Nu de lente is aangebroken en de dagen weer ‘langer’ worden, kan zomaar de gedachte boven komen om één of meerdere vakantiedagen te plannen. Medewerkers hebben recht op vakantiedagen die niet onbeperkt ‘houdbaar’ zijn. Eind 2018 heeft het Hof van Justitie van de Europese Unie een belangrijke uitspraak gedaan over het vervallen van vakantiedagen.
Iedere medewerker heeft per jaar minimaal recht op vier keer de afgesproken arbeidsduur per week aan wettelijke vakantiedagen. De niet opgenomen wettelijke vakantiedagen vervallen een half jaar na het kalenderjaar waarin deze zijn opgebouwd. Dit betekent dat de in 2018 opgebouwde vakantiedagen vóór 1 juli 2019 opgenomen moeten worden. Doel van deze vervaltermijn is medewerkers te stimuleren tijdig hun vakantiedagen op te nemen. Overigens is het mogelijk schriftelijk overeen te komen de vervaltermijn in het voordeel van de medewerker te verlengen.
Veel medewerkers hebben naast wettelijke vakantiedagen ook recht op bovenwettelijke vakantiedagen. Deze dagen verjaren vijf jaar na afloop van het jaar waarin deze zijn opgebouwd. De in 2018 opgebouwde bovenwettelijke vakantiedagen moeten dus vóór 1 januari 2024 opgenomen worden.
Tot voor kort was het uitgangspunt dat de vervaltermijn van een half jaar niet geldt als de medewerker redelijkerwijs niet in staat is geweest de wettelijke vakantiedagen binnen de vervaltermijn op te nemen. Dat kan bijvoorbeeld het geval zijn als de medewerker volledig arbeidsongeschikt wordt.
Het Hof van Justitie heeft echter in twee arresten uitgesproken dat de vervaltermijn in meer situaties niet van toepassing kan zijn.
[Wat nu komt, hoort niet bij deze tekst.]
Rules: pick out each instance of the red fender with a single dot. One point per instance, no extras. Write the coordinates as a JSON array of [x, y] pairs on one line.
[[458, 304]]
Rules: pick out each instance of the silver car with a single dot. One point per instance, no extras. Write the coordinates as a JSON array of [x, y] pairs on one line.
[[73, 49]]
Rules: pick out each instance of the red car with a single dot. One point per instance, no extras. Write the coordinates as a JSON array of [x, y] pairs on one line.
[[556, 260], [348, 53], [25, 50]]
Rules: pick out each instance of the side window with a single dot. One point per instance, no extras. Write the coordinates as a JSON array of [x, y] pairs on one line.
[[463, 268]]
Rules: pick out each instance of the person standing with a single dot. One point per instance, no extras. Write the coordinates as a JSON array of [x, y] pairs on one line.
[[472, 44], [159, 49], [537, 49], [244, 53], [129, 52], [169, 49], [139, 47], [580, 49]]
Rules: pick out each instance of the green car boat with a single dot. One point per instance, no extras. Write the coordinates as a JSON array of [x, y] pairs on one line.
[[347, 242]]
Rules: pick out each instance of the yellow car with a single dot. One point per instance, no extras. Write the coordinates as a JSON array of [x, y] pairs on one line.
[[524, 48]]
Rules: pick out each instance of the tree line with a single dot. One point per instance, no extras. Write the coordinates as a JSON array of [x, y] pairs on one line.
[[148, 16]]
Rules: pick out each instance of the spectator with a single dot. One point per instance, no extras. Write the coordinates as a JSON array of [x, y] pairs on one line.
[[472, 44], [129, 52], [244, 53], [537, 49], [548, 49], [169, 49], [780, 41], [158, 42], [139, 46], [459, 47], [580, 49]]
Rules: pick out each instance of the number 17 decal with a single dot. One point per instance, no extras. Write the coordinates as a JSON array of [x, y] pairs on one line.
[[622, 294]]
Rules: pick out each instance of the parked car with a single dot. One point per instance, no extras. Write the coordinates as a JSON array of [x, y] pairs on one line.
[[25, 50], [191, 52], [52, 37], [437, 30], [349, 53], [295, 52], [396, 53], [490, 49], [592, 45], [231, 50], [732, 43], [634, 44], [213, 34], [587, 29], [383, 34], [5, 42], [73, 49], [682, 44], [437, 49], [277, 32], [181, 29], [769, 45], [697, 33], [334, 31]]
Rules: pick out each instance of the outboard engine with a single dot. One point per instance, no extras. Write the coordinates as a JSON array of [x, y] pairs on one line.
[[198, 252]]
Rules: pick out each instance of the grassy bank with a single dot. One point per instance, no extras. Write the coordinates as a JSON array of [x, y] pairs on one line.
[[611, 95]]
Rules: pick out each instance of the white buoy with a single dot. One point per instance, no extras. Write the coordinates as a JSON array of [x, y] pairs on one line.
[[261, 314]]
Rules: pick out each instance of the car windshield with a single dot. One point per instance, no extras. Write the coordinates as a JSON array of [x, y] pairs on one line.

In de uitspraken van het Hof is bepaald dat de werkgever een vergaande inspanningsverplichting heeft om de medewerker de vakantiedagen op te laten nemen. Als daar niet aan voldaan is, behoudt de medewerker zijn wettelijke vakantiedagen, ook al is de vervaltermijn verstreken. Het Hof beschouwt de medewerker als de zwakkere partij die bescherming nodig heeft. Daarom moet voorkomen worden dat de verantwoordelijkheid voor het opnemen van vakantiedagen volledig bij de medewerker komt te liggen.
Als gevolg van de uitspraken van het Hof dient de werkgever er concreet voor te zorgen dat de medewerker daadwerkelijk de mogelijkheid krijgt om jaarlijks zijn vakantiedagen tijdig op te nemen. Als het nodig is zal de werkgever de medewerker er formeel toe aan moeten zetten de vakantiedagen daadwerkelijk op te nemen. Daarbij zal de werkgever de medewerker concreet en tijdig moeten laten weten dat niet opgenomen vakantiedagen op 1 juli komen te vervallen. Gebeurt dit niet, dan blijft ook na de vervaltermijn het recht op openstaande vakantiedagen van een half jaar bestaan!
Laat uw medewerkers precies en tijdig weten dat de niet opgenomen wettelijke vakantiedagen op 1 juli komen te vervallen.